I would think that the primary benefit of this over existing decompiler tools would be the ability to use sensible names for identifiers, break up a project to be a sensible set of modules, and maybe even add realistic / helpful comments. If you're synthesizing code to do that, you'll probably gain on the front of generating code that compiles, at the cost of these advantages.
Pretty wild how well GPT4 is still doing in comparison. It's significantly better than their model at creating compilable code, but is less accurate at recreating functional code. Still quite impressive.
Yes, GPT4 is very impressive, as it's not directly trained on the decompilation. We're working on improving our model, please keep watching updates!
I’d be impressed if it could do C++ as well as C, which this doesn’t.
I have thought about doing something similar for heavily obfuscated JavaScript. Very useful for security research I imagine!

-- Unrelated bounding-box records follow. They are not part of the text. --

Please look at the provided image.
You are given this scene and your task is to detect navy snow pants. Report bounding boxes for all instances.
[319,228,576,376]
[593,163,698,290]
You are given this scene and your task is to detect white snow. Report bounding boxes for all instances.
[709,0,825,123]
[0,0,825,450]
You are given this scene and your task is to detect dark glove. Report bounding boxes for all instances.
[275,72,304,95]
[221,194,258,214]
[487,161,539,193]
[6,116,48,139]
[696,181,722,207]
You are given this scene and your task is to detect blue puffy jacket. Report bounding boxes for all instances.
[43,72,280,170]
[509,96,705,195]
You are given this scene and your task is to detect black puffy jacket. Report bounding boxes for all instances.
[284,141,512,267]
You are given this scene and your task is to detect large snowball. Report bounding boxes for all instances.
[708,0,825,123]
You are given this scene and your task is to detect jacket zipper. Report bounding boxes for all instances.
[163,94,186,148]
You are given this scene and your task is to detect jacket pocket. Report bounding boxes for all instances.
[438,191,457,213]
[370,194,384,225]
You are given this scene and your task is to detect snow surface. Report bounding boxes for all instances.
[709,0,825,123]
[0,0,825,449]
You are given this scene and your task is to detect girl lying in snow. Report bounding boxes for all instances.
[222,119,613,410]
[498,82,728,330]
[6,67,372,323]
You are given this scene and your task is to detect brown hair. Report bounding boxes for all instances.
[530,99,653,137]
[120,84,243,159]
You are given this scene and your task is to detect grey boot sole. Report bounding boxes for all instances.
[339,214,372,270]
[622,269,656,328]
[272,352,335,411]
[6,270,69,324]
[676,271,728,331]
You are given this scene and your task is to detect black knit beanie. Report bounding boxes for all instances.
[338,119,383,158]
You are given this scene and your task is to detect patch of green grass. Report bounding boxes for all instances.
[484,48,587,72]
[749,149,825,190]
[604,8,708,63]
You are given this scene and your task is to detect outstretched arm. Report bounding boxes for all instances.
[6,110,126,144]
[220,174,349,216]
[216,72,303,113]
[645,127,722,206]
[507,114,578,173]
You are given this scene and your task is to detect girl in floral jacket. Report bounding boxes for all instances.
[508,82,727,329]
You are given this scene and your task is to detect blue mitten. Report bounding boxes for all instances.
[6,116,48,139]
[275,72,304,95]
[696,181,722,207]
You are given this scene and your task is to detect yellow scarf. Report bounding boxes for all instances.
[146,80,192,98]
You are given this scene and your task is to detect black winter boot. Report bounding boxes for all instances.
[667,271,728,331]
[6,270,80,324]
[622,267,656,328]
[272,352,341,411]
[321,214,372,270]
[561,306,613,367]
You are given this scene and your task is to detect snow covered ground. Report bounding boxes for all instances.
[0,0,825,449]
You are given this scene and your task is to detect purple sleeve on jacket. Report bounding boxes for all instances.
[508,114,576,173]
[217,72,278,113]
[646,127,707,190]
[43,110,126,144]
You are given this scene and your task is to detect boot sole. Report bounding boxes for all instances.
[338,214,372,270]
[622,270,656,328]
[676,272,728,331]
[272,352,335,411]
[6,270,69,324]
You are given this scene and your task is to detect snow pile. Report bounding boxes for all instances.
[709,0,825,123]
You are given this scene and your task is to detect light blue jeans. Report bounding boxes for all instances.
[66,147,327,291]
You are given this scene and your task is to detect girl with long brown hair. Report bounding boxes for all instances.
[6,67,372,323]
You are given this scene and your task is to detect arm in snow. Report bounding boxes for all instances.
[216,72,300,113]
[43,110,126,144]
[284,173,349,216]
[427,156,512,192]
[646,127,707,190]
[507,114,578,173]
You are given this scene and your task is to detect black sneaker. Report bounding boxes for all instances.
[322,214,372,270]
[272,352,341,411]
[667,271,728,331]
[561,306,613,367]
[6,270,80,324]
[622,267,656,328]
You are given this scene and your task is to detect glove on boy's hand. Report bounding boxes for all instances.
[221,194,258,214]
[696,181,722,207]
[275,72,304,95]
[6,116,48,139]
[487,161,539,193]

Ideally, with a substantial dataset of obfuscated JavaScript and corresponding raw code, a language model could potentially make good predictions. The first key difficulty, however, is collecting a large-scale dataset and setting up a system for automatic compilation and segment out the binary-source pairs.
The approach here is interesting in that it answers a question a lot of people have been asking: “what happens if we pipe a binary into a trained LLM and ask it to decompile it?” The answer is that it doesn’t really work at all right now! This is a surprising result because the design of the paper kind of doesn’t allow for any other conclusion to be drawn. Notably, if the LLM did a really good job in the evaluation they designed it would still be unclear whether it was actually useful, because the test “does it compile and pass a few test cases” is not actually a very good way to test a decompiler.
A couple people here have suggested that the generated decompilation should match the source code exactly, which is a challenging thing to achieve and still hotly debated on whether it is a good metric or not. But the results here show that we’re starting to barely get past the “does it produce code” stage and move towards “does it produce code that looks vaguely correct” status but we’re definitely not there yet. Future steps of “is this a useful tool to drive decompilation” and “does this do better than state of the art” and “is this perfect at decompiling things” are still a long ways away. So it’s good to look at as a negative result as this area continues to attract new interest.
Thanks! Our initial experiments indicate that for simple cases, such as short snippets (tens of lines) of code without external dependencies, the LLM can decompile very well. However, for more complicated examples, it tends to offer speculative solutions, and the utility of these results is challenging to assess. The determination of whether the decompiled output is correct or useful is subjective and lacks a universal standard. One approach we're considering is utilizing GPT-4 as a benchmark to evaluate other models' performance. We're open to further suggestions to refine our evaluation methods.
relevant: https://news.ycombinator.com/item?id=34250872 (G-3PO: A protocol droid for Ghidra, or GPT-3 for reverse-engineering <https://github.com/tenable/ghidra_tools/blob/main/g3po/g3po....>; Jan, 2023; 44 comments)
ed: seems they have this, too, which may value your submission: https://github.com/tenable/awesome-llm-cybersecurity-tools#a...
We find several work on refining Ghidra decompilation results with GPTs, that could be another interesting directions!
Decompilation is somewhat a default choice for ML in the world of comp-sec.
Searching for vulns and producing patches in source code is a bit problematic, as the databases of vulnerable source code examples and their corresponding patches are neither well-structured nor comprehensive, and sometimes very, very specific to the analyzed code (for higher abstraction type of problems). So, it's not easy to train something usable beyond standard mem safety problems and use of unsafe APIs.
The area of fuzzing is somewhat messy, with sporadic efforts undertaken here and there, but it also requires a lot of preparatory work, and the results might not be groundbreaking unless we reach a point where we can feed an ML model the entire source code of a project, allowing it to analyze and identify all bugs, producing fixes and providing offending inputs. i.e. not yet.
While decompilation is a fairly standard problem, it is possible to produce input-output pairs somewhat at will based on existing source code, using various compiler switches, CPU architectures, ABIs, obfuscations, syscall calling conventions. And train models on those input-output pairs (i.e. in reversed order).
Thanks! But people want an all-in-one solution for decompilation. Given the vast array of architectures and compilation settings, and the fact that these information are usually not predetermined, finding a way to effectively navigate this complexity is quite difficult.
It seems to me that the objdump step (to transform binary to human readable assembly) seems an unnecessary waste of runtime resources.
It should be possible to tokenize directly from the binary.
Thanks! Processing raw binary data directly would be inefficient for the language model, as it's not designed to interpret strings of zeros and ones but for understanding higher-level instructions (like code and natural language).
Let's hope it kills Denuvo ...
Decompilation and deobfuscation are related but distinct tasks
How does it actually compare to non-LLM decompilers IDA, Binja, etc? I only see comparisons with other LLMs.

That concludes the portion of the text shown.